Better Care Network, UNICEF, PEPFAR, USAID

The Better Care Network (BCN) and UNICEF, supported by the President’s Emergency Plan for AIDS Relief (PEPFAR)/ US Agency for International Development (USAID), commissioned Maestral International LLC to document significant child-care reform work being carried out at country level in three African countries, to promote information exchange and learning within the region, and reinforce and encourage care reform in other countries. These reforms involve legislation, policies and programmes, including service delivery, advocacy and networking. The three countries reviewed for the country profile study were: Ghana, Liberia and Rwanda.

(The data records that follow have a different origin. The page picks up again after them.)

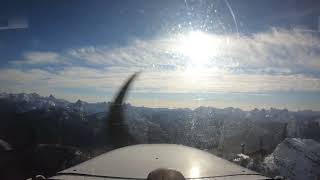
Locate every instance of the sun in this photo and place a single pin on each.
(197, 46)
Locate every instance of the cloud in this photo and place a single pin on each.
(40, 58)
(272, 52)
(277, 60)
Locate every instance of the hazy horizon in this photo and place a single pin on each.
(192, 53)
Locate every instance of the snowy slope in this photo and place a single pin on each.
(295, 159)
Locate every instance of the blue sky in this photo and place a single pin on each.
(217, 53)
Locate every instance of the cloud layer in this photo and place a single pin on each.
(277, 60)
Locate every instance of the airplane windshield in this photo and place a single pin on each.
(239, 79)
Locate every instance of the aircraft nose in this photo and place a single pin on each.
(165, 174)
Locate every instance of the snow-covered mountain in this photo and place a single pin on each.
(27, 102)
(295, 159)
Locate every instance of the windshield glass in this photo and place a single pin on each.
(237, 78)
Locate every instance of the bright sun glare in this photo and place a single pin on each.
(196, 46)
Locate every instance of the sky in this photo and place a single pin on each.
(220, 53)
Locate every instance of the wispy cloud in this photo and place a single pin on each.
(36, 58)
(278, 60)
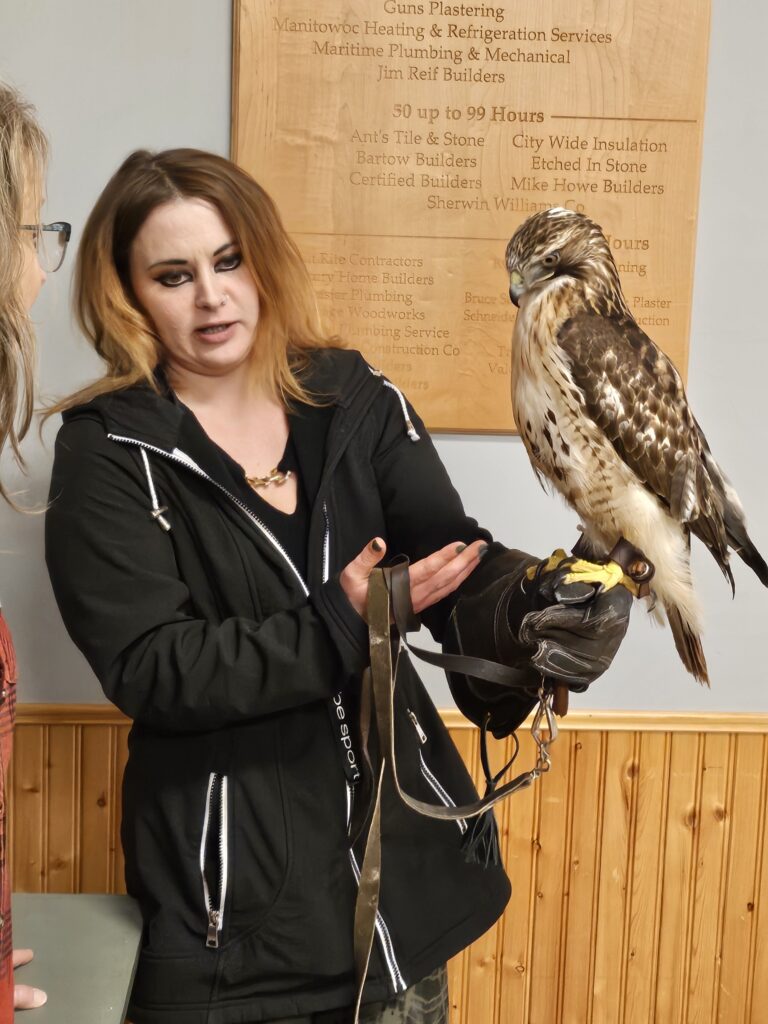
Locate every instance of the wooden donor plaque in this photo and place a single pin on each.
(404, 142)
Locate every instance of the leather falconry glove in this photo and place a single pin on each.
(561, 620)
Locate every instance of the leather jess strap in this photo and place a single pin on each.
(389, 591)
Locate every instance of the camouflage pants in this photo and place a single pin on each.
(424, 1003)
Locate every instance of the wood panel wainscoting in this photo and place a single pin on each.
(638, 868)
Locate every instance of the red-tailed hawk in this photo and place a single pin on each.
(604, 418)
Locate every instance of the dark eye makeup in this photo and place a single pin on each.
(173, 279)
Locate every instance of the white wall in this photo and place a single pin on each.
(110, 77)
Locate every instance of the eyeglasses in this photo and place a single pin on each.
(50, 242)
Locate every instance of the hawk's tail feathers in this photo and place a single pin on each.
(688, 645)
(750, 554)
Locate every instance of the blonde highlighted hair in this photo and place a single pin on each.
(24, 154)
(111, 316)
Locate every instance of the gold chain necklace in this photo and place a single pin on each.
(276, 476)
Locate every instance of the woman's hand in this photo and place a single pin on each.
(25, 996)
(431, 579)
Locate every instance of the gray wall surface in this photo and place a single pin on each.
(113, 76)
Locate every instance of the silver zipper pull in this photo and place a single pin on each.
(420, 732)
(212, 940)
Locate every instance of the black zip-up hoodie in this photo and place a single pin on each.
(236, 798)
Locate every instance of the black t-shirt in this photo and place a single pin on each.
(304, 456)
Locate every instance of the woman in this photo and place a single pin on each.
(23, 161)
(219, 499)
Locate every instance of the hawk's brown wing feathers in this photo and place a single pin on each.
(635, 395)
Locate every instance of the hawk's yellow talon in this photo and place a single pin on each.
(606, 574)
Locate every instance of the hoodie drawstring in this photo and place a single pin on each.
(157, 510)
(409, 423)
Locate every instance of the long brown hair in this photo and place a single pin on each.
(112, 318)
(24, 153)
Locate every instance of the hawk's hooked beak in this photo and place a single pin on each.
(516, 287)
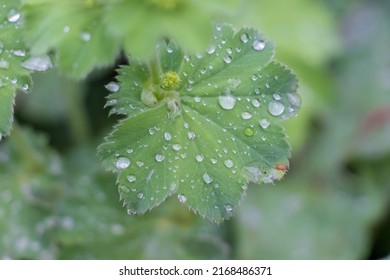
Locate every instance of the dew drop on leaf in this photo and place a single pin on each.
(227, 102)
(131, 178)
(264, 123)
(275, 108)
(206, 178)
(182, 198)
(122, 163)
(112, 86)
(258, 45)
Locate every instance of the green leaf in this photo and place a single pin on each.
(201, 126)
(12, 53)
(76, 30)
(31, 183)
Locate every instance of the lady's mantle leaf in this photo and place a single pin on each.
(201, 126)
(13, 53)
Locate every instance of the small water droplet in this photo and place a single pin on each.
(37, 63)
(176, 147)
(246, 115)
(199, 157)
(228, 208)
(85, 36)
(228, 163)
(275, 108)
(207, 179)
(131, 178)
(182, 198)
(227, 102)
(249, 131)
(13, 16)
(227, 59)
(191, 135)
(112, 86)
(159, 157)
(122, 163)
(258, 45)
(276, 96)
(264, 123)
(256, 103)
(167, 136)
(244, 38)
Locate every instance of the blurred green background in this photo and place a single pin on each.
(56, 202)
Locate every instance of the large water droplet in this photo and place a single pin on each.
(246, 115)
(264, 123)
(113, 87)
(122, 163)
(199, 157)
(275, 108)
(207, 179)
(244, 38)
(258, 45)
(182, 198)
(229, 163)
(227, 59)
(37, 63)
(159, 157)
(249, 131)
(227, 102)
(131, 178)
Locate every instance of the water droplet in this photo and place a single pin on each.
(228, 208)
(207, 179)
(13, 16)
(264, 123)
(227, 59)
(197, 99)
(167, 136)
(122, 163)
(131, 178)
(249, 131)
(113, 87)
(159, 157)
(256, 103)
(228, 163)
(176, 147)
(85, 36)
(244, 38)
(258, 45)
(294, 100)
(211, 49)
(191, 135)
(199, 157)
(227, 102)
(182, 198)
(276, 96)
(246, 115)
(275, 108)
(37, 63)
(4, 64)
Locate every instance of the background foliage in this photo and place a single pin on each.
(56, 201)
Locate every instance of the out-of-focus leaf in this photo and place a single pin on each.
(30, 184)
(76, 29)
(92, 225)
(205, 128)
(12, 53)
(302, 220)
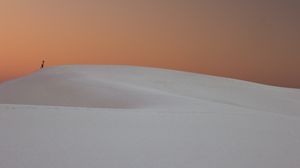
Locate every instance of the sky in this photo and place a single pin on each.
(257, 40)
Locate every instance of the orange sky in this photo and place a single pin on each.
(257, 41)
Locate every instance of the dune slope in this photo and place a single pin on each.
(122, 116)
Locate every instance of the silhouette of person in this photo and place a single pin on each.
(42, 65)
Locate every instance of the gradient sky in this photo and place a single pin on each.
(257, 40)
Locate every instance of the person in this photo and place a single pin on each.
(43, 63)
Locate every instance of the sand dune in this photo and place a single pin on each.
(123, 116)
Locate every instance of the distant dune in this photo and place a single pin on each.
(122, 116)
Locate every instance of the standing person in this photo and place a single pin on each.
(42, 65)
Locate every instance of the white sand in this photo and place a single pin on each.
(122, 116)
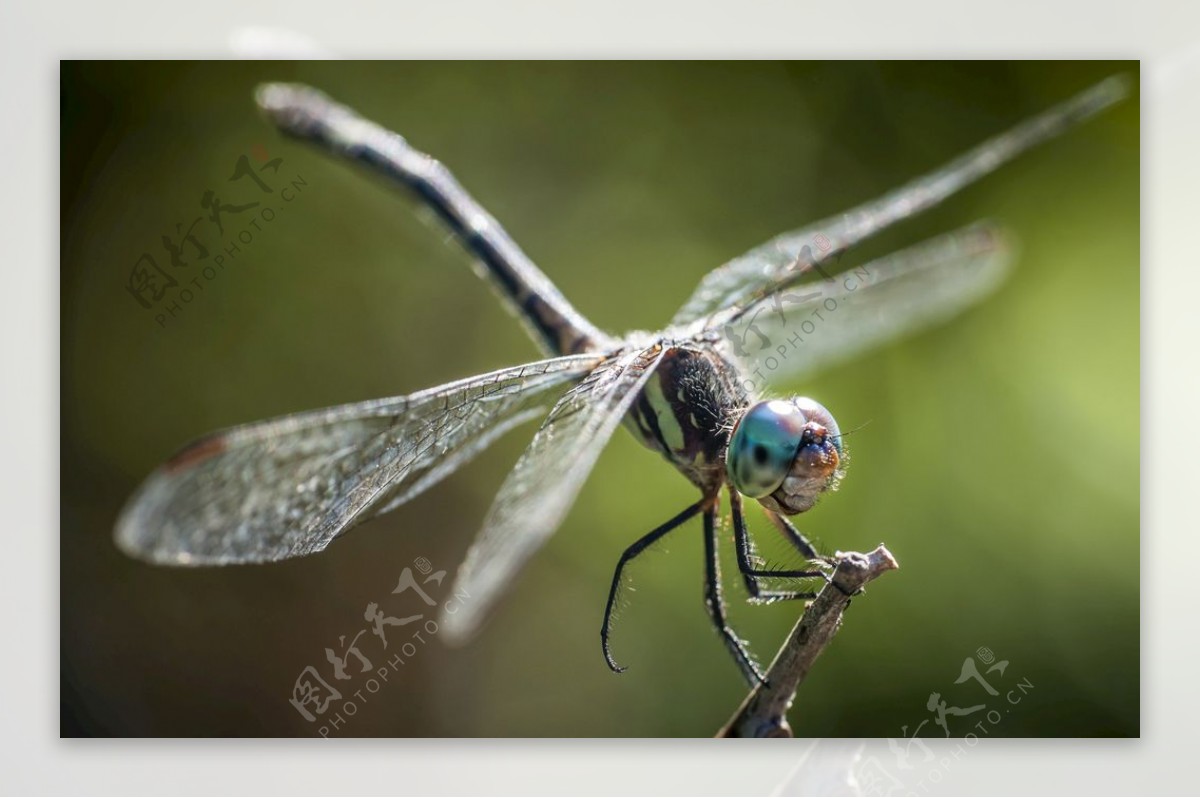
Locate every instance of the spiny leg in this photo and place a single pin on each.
(750, 671)
(797, 538)
(750, 575)
(639, 546)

The country profiles document efforts to support care reform within these countries. Based within a framework reflective of the ‘Guidelines for the Alternative Care of Children’, the profiles provide an overview and analysis of key areas in alternative care services provision and reform efforts. The key areas are:

  • National enactment and implementation of the legal and policy framework;

  • Preventive and family support services;

  • Availability and range of family-based alternative care services;

  • Residential care and deinstitutionalization efforts;

  • Supporting children exiting or leaving alternative care arrangements;

  • Domestic and inter-country adoption;

  • Information management systems; and

  • Social welfare workforce

The profiles provide an overview of key lessons learned, including successes, challenges and areas for progress, and gaps in learning and best practice. The goal of the country profiles is to inform the strengthening of care-reform efforts in the sub-Saharan Africa region. It is envisaged that they will build on the positive momentum generated by recent regional conferences, child protection systems strengthening initiatives, deinstitutionalization efforts, and country-level child protection and care networks. The profiles can contribute to the exchange of information between and among countries on successes and challenges in implementing care-reform efforts, facilitate the development of a community of practice in Africa, and harness reform and political will among donor, government and non-governmental actors. Ultimately, these care profiles can increase collaboration between national and regional actors who are supportive of care reform, strengthening child-protection systems and promoting family-based care options for children.